The ordinance up for a vote Monday would add language to the existing ordinance to clarify “targeted picketing,” according to city documents. 

“Targeting picketing of a residence is not permitted. However, non-targeted picketing and marching in a residential area is allowed, with some time, place and manner restrictions. This amendment clarifies the noise restriction in residential zoned districts between specified periods of time, specifically at night, and  specifies what constitutions obstruction of a residential street and sidewalk.”

Some city council members have raised questions about how noise would be measured and why an existing ordinance for unnecessary noise and disturbing the peace wouldn’t be applicable in these situations.

Protestors have balked at the proposed amendment. 

James Rotten, a spokesman for Denver Communists, previously told the Sentinel the group would double down on protests in the city if the amendment were to be added to city code.

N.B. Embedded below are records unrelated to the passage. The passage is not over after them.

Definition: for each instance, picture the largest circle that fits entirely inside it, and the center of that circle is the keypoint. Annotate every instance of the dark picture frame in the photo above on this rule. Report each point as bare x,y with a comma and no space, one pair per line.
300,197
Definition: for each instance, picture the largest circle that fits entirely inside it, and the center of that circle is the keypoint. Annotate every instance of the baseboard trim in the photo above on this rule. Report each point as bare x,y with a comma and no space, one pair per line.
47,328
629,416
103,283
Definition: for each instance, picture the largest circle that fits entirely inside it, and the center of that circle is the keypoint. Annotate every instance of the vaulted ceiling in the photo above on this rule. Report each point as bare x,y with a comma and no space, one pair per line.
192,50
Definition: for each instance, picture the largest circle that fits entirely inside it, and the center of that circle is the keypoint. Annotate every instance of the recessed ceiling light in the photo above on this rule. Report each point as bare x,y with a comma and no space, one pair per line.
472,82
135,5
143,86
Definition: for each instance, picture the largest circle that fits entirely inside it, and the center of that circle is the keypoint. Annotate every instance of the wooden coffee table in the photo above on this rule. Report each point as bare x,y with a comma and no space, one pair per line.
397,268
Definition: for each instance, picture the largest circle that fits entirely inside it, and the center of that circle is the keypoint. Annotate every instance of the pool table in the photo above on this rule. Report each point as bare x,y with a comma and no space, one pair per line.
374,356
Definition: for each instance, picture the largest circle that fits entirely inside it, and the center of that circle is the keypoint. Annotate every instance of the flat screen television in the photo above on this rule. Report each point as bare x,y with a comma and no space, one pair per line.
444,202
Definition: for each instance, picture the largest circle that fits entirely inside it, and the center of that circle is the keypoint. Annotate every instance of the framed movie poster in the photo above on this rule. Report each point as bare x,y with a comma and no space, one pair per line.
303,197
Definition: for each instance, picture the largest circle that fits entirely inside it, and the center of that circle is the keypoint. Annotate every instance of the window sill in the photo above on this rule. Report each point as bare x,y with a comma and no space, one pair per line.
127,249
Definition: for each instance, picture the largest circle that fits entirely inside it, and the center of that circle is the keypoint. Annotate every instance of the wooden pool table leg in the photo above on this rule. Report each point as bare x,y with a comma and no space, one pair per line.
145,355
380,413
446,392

“We oppose this attempt to repress free speech and, should it pass, we look forward to demonstrating that opposition outside another ICE official’s house,” Rotten wrote in an email. “Protests rarely pose a threat to public safety, as this bill claims, but they do pose a threat to public indifference to injustice. That is what the city of Aurora seeks to protect here—indifference to the concentration camp in our backyard.”